In this article, I will describe how we built an event-driven synchronization solution using streams for Apache Kafka, Debezium Change Data Capture (CDC), and Quarkus with SmallRye Reactive Messaging to automatically sync failure verdicts from multiple ReportPortal instances to Polarion, achieving eventual consistency with minimal lag and zero manual intervention.

The problem: Two platforms and divergent timelines

QE teams use a routing service to deliver xUnit test results to ReportPortal and Polarion. But there is no single path for results to reach these two systems.

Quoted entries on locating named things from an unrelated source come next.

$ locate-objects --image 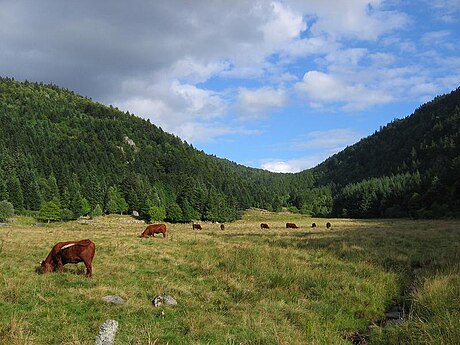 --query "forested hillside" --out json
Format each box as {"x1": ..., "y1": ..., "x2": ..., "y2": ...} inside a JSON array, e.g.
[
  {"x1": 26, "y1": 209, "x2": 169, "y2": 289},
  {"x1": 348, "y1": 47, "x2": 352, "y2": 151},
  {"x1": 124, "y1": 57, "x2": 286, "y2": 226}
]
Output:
[
  {"x1": 0, "y1": 78, "x2": 460, "y2": 222},
  {"x1": 0, "y1": 78, "x2": 324, "y2": 221},
  {"x1": 309, "y1": 88, "x2": 460, "y2": 218}
]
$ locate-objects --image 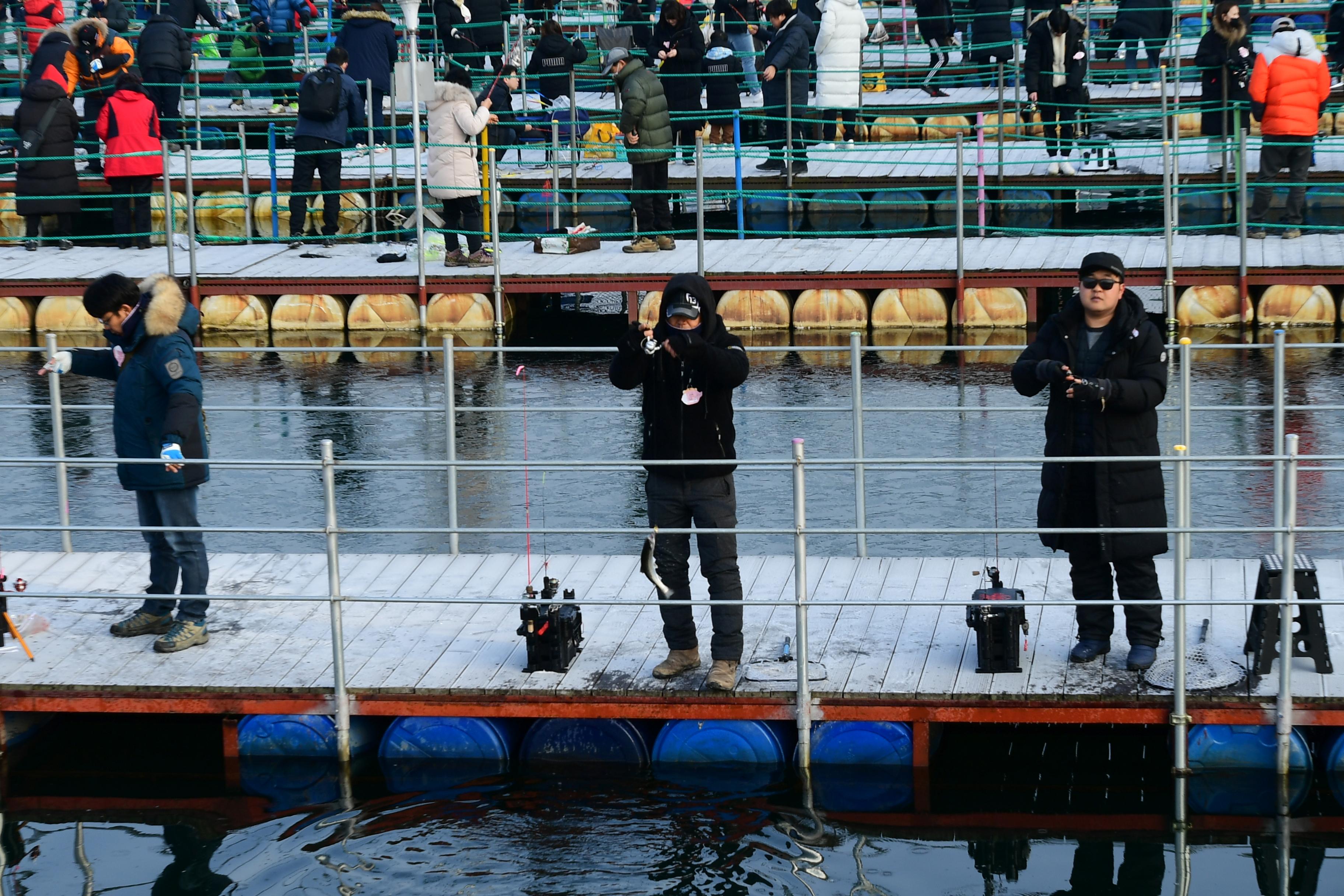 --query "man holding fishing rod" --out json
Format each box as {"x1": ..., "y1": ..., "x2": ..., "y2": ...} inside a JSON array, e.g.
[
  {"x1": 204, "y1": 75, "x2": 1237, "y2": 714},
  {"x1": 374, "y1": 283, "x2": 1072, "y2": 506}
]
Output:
[
  {"x1": 1012, "y1": 252, "x2": 1166, "y2": 670},
  {"x1": 609, "y1": 274, "x2": 747, "y2": 690}
]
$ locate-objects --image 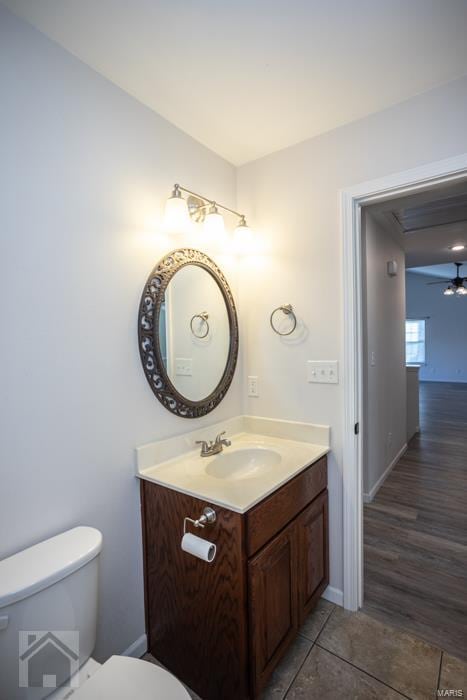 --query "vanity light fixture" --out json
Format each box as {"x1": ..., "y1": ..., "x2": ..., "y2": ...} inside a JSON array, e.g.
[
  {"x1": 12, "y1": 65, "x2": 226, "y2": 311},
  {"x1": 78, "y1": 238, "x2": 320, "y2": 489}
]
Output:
[
  {"x1": 164, "y1": 184, "x2": 252, "y2": 252},
  {"x1": 164, "y1": 185, "x2": 191, "y2": 233}
]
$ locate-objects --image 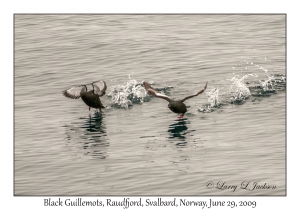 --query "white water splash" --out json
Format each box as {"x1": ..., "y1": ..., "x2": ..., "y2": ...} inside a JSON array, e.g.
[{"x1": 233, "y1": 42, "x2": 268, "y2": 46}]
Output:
[
  {"x1": 198, "y1": 88, "x2": 220, "y2": 113},
  {"x1": 229, "y1": 74, "x2": 257, "y2": 102},
  {"x1": 206, "y1": 88, "x2": 220, "y2": 107},
  {"x1": 258, "y1": 67, "x2": 276, "y2": 92},
  {"x1": 107, "y1": 75, "x2": 149, "y2": 108}
]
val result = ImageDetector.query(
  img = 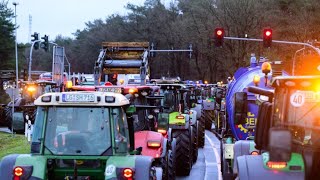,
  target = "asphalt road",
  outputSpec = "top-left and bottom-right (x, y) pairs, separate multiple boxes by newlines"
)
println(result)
(176, 130), (222, 180)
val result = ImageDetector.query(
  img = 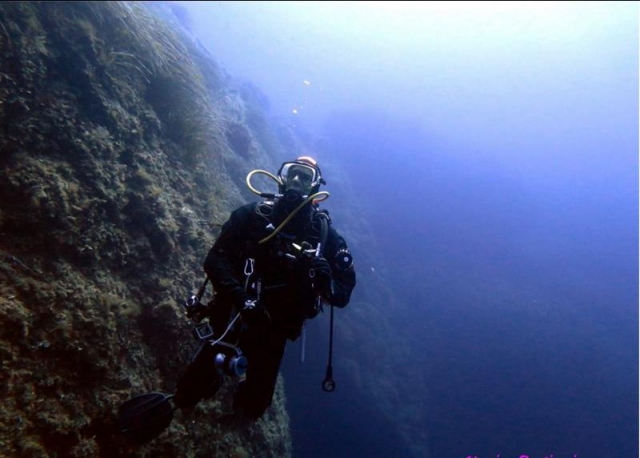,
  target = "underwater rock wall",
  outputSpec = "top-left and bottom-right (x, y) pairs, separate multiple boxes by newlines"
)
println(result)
(0, 2), (296, 457)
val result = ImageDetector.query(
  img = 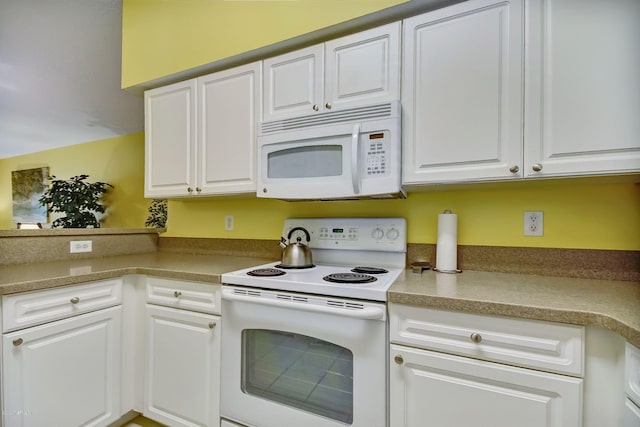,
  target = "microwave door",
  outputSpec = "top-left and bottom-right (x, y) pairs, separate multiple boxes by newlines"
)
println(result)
(258, 124), (360, 200)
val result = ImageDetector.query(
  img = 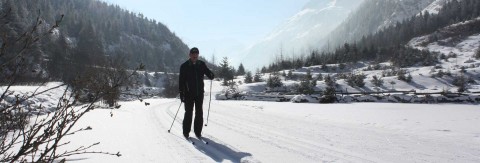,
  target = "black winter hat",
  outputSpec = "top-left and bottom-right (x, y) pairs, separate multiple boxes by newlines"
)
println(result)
(190, 47), (200, 54)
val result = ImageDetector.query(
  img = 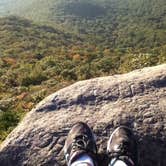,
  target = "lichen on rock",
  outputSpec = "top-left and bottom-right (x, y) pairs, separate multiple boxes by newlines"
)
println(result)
(0, 64), (166, 166)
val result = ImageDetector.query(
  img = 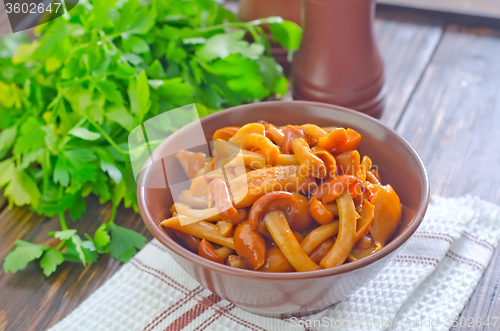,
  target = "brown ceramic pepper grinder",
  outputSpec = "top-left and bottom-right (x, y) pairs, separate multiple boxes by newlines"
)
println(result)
(292, 0), (384, 118)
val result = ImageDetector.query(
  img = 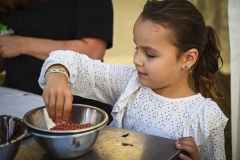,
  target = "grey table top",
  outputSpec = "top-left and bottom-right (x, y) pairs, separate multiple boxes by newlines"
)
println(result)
(0, 87), (180, 160)
(14, 126), (180, 160)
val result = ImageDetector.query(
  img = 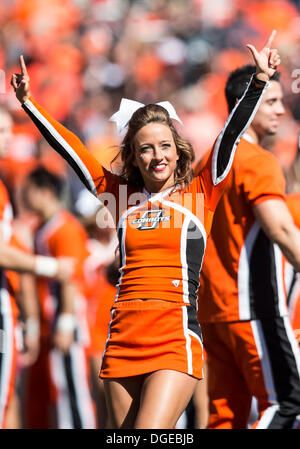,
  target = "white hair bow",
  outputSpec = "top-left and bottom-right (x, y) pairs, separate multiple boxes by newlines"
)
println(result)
(109, 98), (183, 133)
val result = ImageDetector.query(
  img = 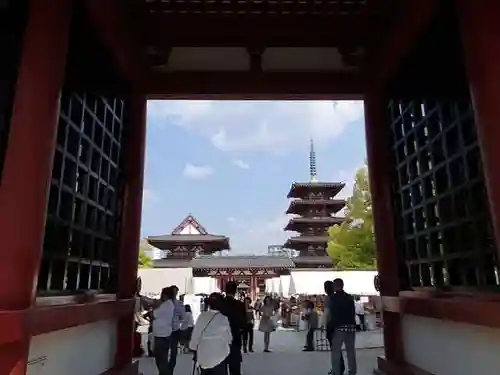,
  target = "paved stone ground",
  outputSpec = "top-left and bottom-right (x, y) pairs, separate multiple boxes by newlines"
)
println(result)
(140, 329), (383, 375)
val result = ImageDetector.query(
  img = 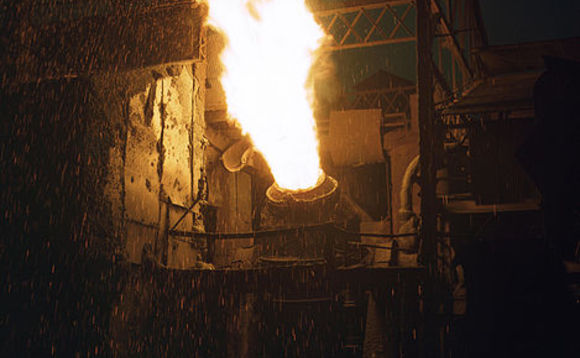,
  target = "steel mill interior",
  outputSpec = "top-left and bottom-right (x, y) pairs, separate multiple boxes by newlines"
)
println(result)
(0, 0), (580, 358)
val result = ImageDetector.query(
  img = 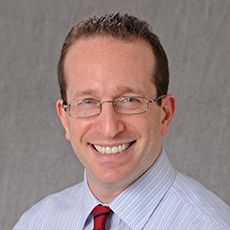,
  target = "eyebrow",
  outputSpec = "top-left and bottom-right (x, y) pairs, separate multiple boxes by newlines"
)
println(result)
(73, 86), (145, 98)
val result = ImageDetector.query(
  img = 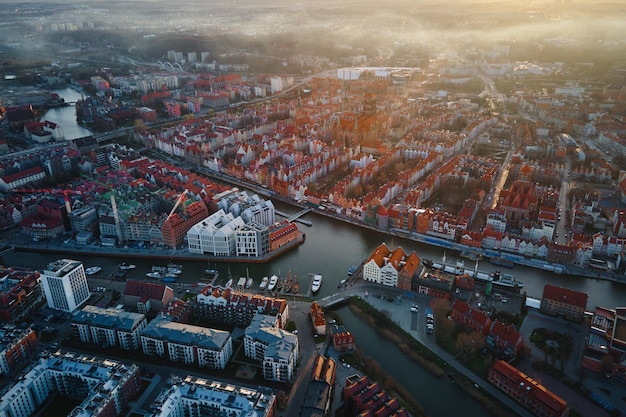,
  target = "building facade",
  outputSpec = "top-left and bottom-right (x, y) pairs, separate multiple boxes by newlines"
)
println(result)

Some teams upload concurrently to both platforms in one request. Other teams upload sequentially, sending results to ReportPortal first for failure analysis, then to Polarion later. Teams can also upload to ReportPortal first and only push to Polarion after analysis is complete.

Even with concurrent uploads, results do not land in both systems at the same time. Each target system has its own processing pipeline, ingestion latency, and import mechanics. The ReportPortal may finish processing a launch while the corresponding Polarion test run is still being created, or vice versa. This means there is no reliable ordering between when a test record appears in Polarion and when the corresponding failure analysis verdict finalizes in the ReportPortal.

This timing mismatch is what makes synchronization fundamentally difficult. The sync solution cannot assume the Polarion test runs already exist when a verdict updates on the ReportPortal, nor can it assume that the ReportPortal analysis happens after the Polarion import. It must handle every ordering of events gracefully.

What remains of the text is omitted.